My grandma's 3 brothers that have passed

It got me to think, "what am I doing?!" My family jokes around about being overweight or loving fried, greasy, fatty, salty Filipino foods or excessive amounts of red meat, but no one ever sat us down and told us that X amount of family members have died from unhealthy eating habits and lifestyles. After Tito Flory died from a stroke, it honestly put me in check. I know it shouldn't take a family death to wake me up but sometimes I guess it was what I need. So here's my public declaration and cry for help. I'm not so much worried about being skinny and being a size 2 within 3 months. I want to make a LIFESTYLE change. I want to be healthy. I'm tired of being tired (literally). I'm forever sleepy, always craving, eating what I want, when I want, how much I want. Portion control is my weakness. I know it sounds fatty but I legit have a food issue I think! If something tastes yummy to me it's like I have to keep eating it until it's all gone! Out of sight out of mind or something.
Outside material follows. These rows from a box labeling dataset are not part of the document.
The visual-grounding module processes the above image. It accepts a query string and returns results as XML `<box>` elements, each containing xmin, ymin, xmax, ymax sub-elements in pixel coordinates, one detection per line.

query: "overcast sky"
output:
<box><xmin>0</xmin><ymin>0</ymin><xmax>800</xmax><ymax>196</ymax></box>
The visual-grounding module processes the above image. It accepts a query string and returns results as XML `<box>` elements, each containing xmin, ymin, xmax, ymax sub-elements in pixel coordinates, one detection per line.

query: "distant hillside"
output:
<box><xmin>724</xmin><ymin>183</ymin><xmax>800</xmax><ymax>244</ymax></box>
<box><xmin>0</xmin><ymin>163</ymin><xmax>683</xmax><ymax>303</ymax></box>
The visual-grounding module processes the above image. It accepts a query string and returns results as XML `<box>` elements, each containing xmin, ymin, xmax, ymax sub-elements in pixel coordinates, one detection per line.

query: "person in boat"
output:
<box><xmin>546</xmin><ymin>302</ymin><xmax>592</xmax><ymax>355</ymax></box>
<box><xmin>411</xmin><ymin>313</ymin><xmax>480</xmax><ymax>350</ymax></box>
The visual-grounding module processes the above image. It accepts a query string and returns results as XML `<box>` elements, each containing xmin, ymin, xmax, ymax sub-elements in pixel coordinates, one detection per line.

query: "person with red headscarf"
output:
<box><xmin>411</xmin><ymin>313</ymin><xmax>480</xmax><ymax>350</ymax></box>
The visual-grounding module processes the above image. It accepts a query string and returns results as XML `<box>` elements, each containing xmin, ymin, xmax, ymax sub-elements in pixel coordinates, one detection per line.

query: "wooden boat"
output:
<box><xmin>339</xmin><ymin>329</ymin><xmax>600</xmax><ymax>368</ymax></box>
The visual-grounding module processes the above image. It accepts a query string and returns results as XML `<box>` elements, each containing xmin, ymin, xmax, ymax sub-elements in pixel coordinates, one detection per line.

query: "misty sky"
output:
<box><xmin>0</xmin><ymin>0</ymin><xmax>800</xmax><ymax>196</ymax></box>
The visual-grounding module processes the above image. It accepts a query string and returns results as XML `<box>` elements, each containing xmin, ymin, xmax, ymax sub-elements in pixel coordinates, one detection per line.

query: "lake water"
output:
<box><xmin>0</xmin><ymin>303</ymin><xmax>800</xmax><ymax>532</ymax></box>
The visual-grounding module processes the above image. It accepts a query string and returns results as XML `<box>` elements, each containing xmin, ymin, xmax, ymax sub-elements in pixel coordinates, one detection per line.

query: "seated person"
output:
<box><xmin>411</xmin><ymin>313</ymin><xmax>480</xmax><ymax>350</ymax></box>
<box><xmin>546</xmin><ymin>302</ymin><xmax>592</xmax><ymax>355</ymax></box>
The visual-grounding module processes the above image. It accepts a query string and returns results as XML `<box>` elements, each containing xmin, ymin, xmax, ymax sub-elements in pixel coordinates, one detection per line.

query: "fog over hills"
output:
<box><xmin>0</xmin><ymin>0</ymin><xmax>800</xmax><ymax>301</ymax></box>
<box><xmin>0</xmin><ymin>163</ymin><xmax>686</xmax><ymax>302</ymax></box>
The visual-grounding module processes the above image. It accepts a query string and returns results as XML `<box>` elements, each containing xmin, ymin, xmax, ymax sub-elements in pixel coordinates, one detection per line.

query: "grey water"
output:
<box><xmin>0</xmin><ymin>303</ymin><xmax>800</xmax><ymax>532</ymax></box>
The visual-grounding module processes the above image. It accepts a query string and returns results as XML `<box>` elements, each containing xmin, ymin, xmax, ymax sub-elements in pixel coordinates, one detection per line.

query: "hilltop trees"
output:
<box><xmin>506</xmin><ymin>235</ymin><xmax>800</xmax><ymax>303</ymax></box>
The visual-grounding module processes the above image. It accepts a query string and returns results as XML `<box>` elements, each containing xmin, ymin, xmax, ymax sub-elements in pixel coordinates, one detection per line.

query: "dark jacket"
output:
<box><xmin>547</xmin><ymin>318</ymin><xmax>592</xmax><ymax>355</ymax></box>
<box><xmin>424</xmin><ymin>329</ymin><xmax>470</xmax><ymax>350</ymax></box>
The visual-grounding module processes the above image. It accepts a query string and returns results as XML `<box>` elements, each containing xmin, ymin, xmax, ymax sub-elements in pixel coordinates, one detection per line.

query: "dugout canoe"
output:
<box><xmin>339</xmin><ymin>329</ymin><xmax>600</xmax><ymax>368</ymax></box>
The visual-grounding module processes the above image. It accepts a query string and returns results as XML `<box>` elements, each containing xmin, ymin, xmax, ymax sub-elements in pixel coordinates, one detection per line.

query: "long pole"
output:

I don't know. I could barely breathe sometimes and I'll still pick at my plate for whatever reason. No self strength or something. I was raised to not waste food either. "Clean your plate" they tell me. "You know how many people are starving around the world and look how much food you waste" they say. Also, growing up I was used to eating a certain amount of food. Nowadays, if I see that I only ate a quarter of my "usual" portion, my brain is like "there's no way you're full because you only had X amount of food. I could feel content physically with the little portion I ate but my brain is telling me it wasn't enough.


No more. I feel like I'm young enough where I can still make a change for the healthier. I want to life to be 110 years old if I'm allowed the privilege. I want to see my great-grandkids and run around with them too. No more getting winded by just walking up the stairs. No more borderline high blood pressure. JAM's going to be 7 years old this year! Let's shed that extra 35-40 lbs. of baby weight I've maintained over these 7 years. It's time. I'm ready. I hope my family joins me on this venture so we can be healthy TOGETHER! It's not funny anymore. My grandparents are outliving people 5 to 10+ years younger than them to health issues that can possibly be reversed! I don't have many health nut or positive role models surrounding me when it comes to living this healthy lifestyle change. Where do I start?
I know the "healthy me" is in there somewhere!


You guys need to be my motivation and weight loss buddy until I figure this thing out!